There is a dearth of human capital in the Islamic finance industry. At the core, there are few western-style Islamic institutions that attract and educate the best and brightest in the Islamic world. Generally, many lawyers practicing as Islamic finance lawyers have little knowledge of Islamic law and have just worked on a subset of transactions without an independent study of the core sources of Islam or Islamic law. Imagine a securities lawyer practicing securities law in the U.S. without having read the securities acts, or a tax lawyer who has never studied the tax code!

Conventional bankers largely seem enthused about the market opportunity which exists, but in most cases without a due appreciation for the spiritual principles that underlie Islamic finance. When you go through the challenges confronting the Islamic finance market, it is a wonder that it has survived at all; in fact, it continues to grow despite the endemic and extraneous pressures. Islamic finance has survived and grown despite the mistakes/inadequacies of stakeholders/practitioners.

The solutions are relatively simple to enumerate -- but harder to implement:

-- The Islamic world needs visionaries that take on the mantle of ethical finance and seek to develop it along the lines originally intended i.e. a spiritual system of finance that builds partnership and risk-sharing constructs rather than exploitative or adversarial contracts which leave no room for accommodation in a downturn.
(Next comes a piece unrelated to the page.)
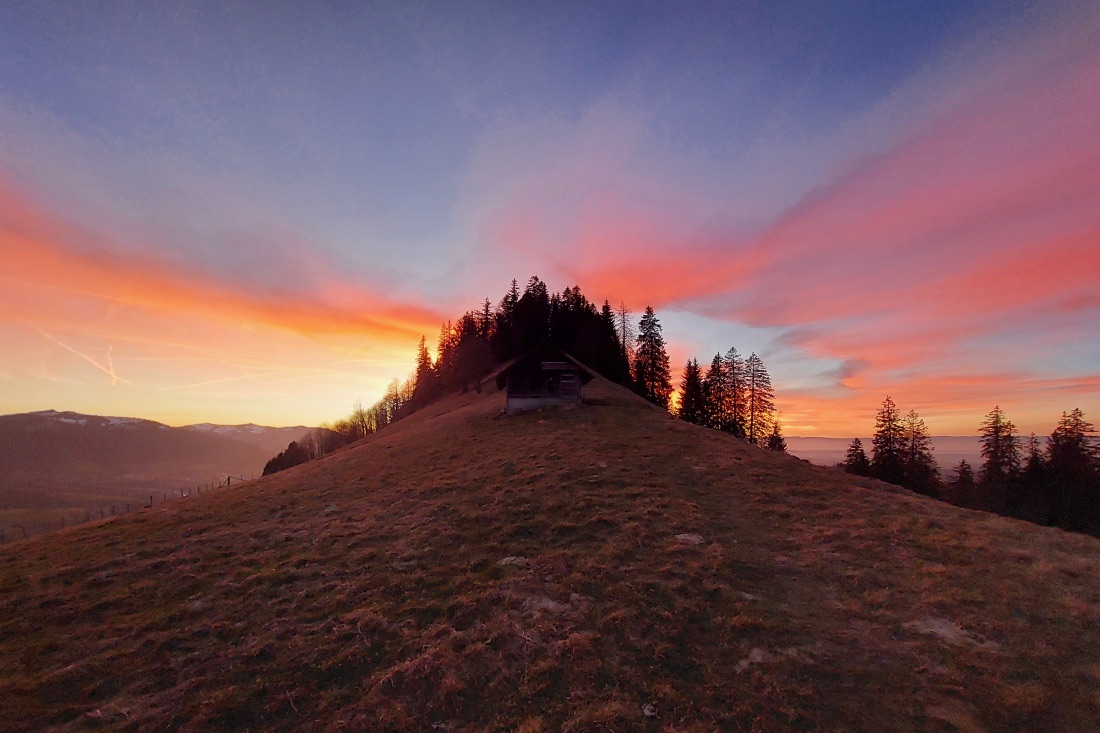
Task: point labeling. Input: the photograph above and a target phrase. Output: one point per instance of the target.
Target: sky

There is a crying need for prominent magnates to show that money can be made (and success achieved) in this world while preserving spiritual principles.

-- Governments need to establish Islamic finance task forces in their countries to critically assess the state of Islamic finance; such groups need to comprehensively review regulatory and legal structures, promulgate laws that fill in gaps, and create proper dispute-resolution centers.
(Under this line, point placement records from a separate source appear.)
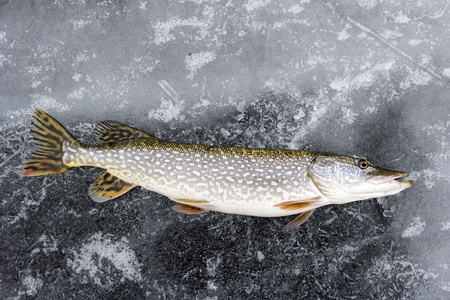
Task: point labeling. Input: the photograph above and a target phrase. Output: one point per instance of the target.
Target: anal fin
(190, 201)
(299, 220)
(296, 205)
(188, 209)
(108, 187)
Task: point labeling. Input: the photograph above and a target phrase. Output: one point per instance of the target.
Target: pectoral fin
(296, 205)
(108, 187)
(188, 209)
(299, 220)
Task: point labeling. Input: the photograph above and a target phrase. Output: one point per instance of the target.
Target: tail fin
(49, 137)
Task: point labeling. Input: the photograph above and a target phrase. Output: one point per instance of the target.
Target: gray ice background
(365, 78)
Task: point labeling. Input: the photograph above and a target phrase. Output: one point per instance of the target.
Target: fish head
(343, 179)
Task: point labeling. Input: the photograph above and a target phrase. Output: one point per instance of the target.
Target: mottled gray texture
(364, 78)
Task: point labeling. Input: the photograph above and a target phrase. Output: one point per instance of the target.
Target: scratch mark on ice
(384, 41)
-- Governments need to devote significant amounts of funds to developing fine institutions that offer Harvard-, Yale- or Oxford-style educations and train sophisticated and integrated Islamic jurists as well as financiers, lawyers and accountants.

-- Conventional dispute resolution centers need to be recalibrated to handle Islamic disputes -- with a rework of the applicable rules/procedures.

-- Corporations, Islamic banks and insurers need to reflect best practices as suggested by AAOIFI, by having at least three scholars on their boards as well as a financial advisor and a lawyer who is well versed in Shari'ah. Otherwise, opinions/fatwas may reflect problematic gaps.

-- As importantly, individual consumers need to examine what they are offered and ask questions if anything seems to be in basic conflict with Shari'ah principles. Islamic finance is not rocket science; it is a simple discipline made unnecessarily complicated, sometimes to achieve impermissible ends. Consumers should make their opinions known and write to Islamic banks and institutions in an effort to help develop the industry, and failing that to the quasi-regulatory bodies mentioned above.

Perhaps the greatest philosopher in Islamic history, Ghazali, noted when asked about his quest to discern truth from error:

(M)y daring in mounting from the lowland of servile conformism to the highland of independent investigation...what I found loathsome among the methods of the devotees of ta'lim, who restrict the truth to uncritical acceptance of the Imam's pronouncements...what I seek is knowledge of the true meaning of things...sure and certain knowledge is that in which the thing known is made so manifest that no doubt clings to it, nor is it accompanied by the possibility of error and deception, nor can the mind even suppose a possibility. (Abu Hamid Muhammad al-Ghazali, Al-Ghazali's Path to Sufism 17-20 (R.J. McCarthy trans., Fons Vitae 2000)).

So, is Islamic finance a failure? No; it is never fair to blame a discipline for the failures and shortcomings of its adherents. However, for it to continue to grow in a correct way, it must come back to its spiritual underpinnings best reflected by the motto: "Principle before Profit".